Product.cloudsearch.and {
or! { ... }
or! { ... }
}
# OUTPUT: "(and (or ...) (or ...))"
# NOTE: AND & OR are a ruby syntax, can not be used directly,
# so aliased them to (and!, all) and (or!, any)
Product.cloudsearch.and.not { ... }
# OUTPUT: "(not (and ...))"
Product.cloudsearch.or { and!.not { ...} }
# OUTPUT: "(or (not (and ...)))"
- calling the field_name with multiple values will generate multiple field expression
- fields can be chained together
Product.cloudsearch.name("shoes")
# OUTPUT: "name:'shoes'"
Product.cloudsearch.name "shoes", "sneaker"
# OUTPUT: name:'shoes' name:'sneaker'
Product.cloudsearch.name("shoes").price(100)
# OUTPUT: "(and name:'shoes' price:100)"
Product.cloudsearch.and { name "shoes"; price 25..100 }
# OUTPUT: "(and name:'shoes' price:[25,100])"
- #not, #prefix (#start_with, #begin_with), #near can be called after the field_name
- #not can be chained with another operator after, example:
name.not.prefix
Product.cloudsearch.and { name.not "shoes"; ... }
# OUTPUT: "(and (not name:'shoes') ...)"
Product.cloudsearch.and { name.start_with "shoes" }
# OUTPUT: "(and (prefix field='name' 'shoes'))"

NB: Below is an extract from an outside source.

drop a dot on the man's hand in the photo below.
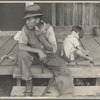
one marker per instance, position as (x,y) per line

Product.cloudsearch.and { name.near "shoes" }
# OUTPUT: "(and (near field='name' 'shoes'))"
Product.cloudsearch.and { name.not.start_with "shoes" }
# OUTPUT: "(and (not (near field='name' 'shoes')))"
Product.cloudsearch.and { name(start_with("shoes"), near("puma")).not("nike") }
# OUTPUT: "(and (prefix field='name' 'shoes') (near field='name' 'puma') (not name:'nike'))"
- #prefix (#start_with, #begin_with), #near can be called directly to generate a single field value
Product.cloudsearch.and { name.not start_with("shoes"), near("something") }
# OUTPUT: "(not (prefix field='name' 'shoes') (not (near field='name' 'something')))"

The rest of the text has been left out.